Latest data released this morning from HMRC reveals the number of residential property transactions both for December and the whole of 2017, and is seen as significant by industry analysts as it provides one of the few truly independent bellwethers of the market.

The report shows that in December there were 99,100 residential property transactions, a drop of 3.3% on November, the overall tally of properties sold in 2017 standing at 1,223,400.

For context, in 2016 there were 1,230,580 homes sold, meaning that the year on year difference is just 0.58%.  Not bad at all, considering some of the headwinds faced over the previous twelve months.

But what’s driving such a healthy result, despite reports of London and the South East seeing significant price reductions and lower levels of activity?

It would appear that the dominance in recent months of regions such as the Midlands, North West and South West together with East Anglia, have mitigated the ‘London drag’ effect which has been observed of late, as the demand for properties in London has dropped to the lowest levels seen for many years.

Jeremy Leaf, north London estate agent and a former RICS residential chairman explains, “Although the transaction numbers are broadly similar between 2016 and 2017, what HMRC the figures today hide are the regional variations between London and the South East compared with other areas of the country.”

Jeremy continues, “Prices in the Capital and surrounding areas have softened of late in response to affordability and demand, whereas outside of the London property is seen as better value.

“Places which are just as attractive to live, albeit in other ways, are now appealing to buyers who would previously only have considered London and its close environs.

“We’re now seeing buyers who are deciding that they won’t put up with the lifestyle compromises required to purchase and live in London and who would rather take advantage of what’s available elsewhere, and with improving transport links this is now become more prevalent over the last twelve months than we’ve previously seen.”

Brian Murphy, Head of Lending for Mortgage Advice Bureau also comments, “It’s reasonable to suggest that, now the ‘scores are on the doors’ for last year, we can see that the UK property market has held steady against the prevailing factors we’ve seen in 2017.

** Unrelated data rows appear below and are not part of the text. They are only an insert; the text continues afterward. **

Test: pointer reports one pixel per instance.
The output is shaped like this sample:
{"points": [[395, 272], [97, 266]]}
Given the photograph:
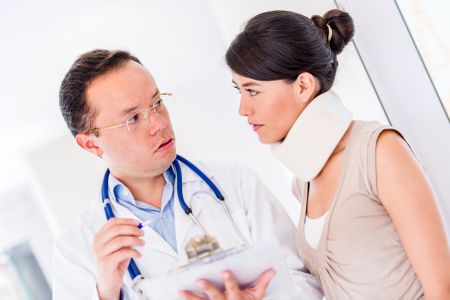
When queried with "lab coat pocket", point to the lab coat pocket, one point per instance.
{"points": [[221, 227]]}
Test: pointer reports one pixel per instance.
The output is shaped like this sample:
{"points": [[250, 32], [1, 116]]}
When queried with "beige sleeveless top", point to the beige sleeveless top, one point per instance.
{"points": [[359, 255]]}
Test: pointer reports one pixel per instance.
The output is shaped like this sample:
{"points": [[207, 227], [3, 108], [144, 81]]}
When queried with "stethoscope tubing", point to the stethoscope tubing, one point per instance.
{"points": [[133, 269]]}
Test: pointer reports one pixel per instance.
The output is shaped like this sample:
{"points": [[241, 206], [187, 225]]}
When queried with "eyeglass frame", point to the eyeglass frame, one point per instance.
{"points": [[153, 107]]}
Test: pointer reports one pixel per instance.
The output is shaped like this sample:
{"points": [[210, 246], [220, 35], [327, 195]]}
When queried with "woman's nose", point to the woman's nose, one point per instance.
{"points": [[245, 108]]}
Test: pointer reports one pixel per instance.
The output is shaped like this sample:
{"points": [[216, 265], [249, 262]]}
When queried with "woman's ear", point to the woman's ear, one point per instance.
{"points": [[87, 142], [308, 87]]}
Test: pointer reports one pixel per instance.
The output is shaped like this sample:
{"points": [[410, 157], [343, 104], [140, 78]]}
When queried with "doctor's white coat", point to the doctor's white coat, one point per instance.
{"points": [[253, 208]]}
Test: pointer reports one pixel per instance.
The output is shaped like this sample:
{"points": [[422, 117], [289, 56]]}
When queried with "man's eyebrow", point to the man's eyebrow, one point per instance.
{"points": [[246, 84], [130, 109]]}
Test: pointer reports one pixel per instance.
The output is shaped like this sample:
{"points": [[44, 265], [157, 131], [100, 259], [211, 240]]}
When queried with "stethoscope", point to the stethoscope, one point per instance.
{"points": [[133, 269]]}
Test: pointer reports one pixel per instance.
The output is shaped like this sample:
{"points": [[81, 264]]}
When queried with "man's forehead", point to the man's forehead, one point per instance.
{"points": [[122, 87]]}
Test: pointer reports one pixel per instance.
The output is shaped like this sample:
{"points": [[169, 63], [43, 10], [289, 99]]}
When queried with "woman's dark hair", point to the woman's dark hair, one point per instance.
{"points": [[79, 116], [281, 45]]}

“Whilst one would expect the level of transactions for December to be slightly lower than the preceding months, a 3.3% drop is well within seasonal expectations and hardly suggests that the housing market dropped off a cliff last month.”

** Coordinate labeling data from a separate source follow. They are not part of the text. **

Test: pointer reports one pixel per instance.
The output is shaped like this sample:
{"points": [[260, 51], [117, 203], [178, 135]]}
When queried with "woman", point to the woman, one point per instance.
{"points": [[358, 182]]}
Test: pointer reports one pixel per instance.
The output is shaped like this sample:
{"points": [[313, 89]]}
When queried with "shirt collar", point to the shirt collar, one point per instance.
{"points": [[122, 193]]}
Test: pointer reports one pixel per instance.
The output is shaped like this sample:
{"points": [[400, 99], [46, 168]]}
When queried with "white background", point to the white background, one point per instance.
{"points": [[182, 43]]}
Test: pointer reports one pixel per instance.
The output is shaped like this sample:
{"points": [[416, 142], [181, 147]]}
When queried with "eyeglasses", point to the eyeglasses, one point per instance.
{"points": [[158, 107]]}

Brian adds, “Taking all of this into account, for the numbers for 2017 to be so close to the previous year does indeed suggest that we’re going into 2018 with the market in solid shape, which may be assisted yet further by the introduction of the SDLT scheme for first time buyers along with newly released competitive deals from mortgage lenders which have seen some rates released in the last couple of weeks lower than they were before the interest rate rise in November.”

Although anecdotal reports point to a slower start than usual to 2018, overall it would appear that in many areas, the housing market remains robust.

Lenders such as the Nationwide and Halifax released their annual forecasts recently which suggested that average house price growth is likely to reach around 2.5% over the next 12 months and transaction numbers for this year are potentially going to plateau at a similar level to 2017.

However, given that the current overall economic view is somewhat hawkish, from the property industry’s perspective at least, ‘more of the same’ in terms of a steady level of growth and transactions would be a result many would perceive as positive.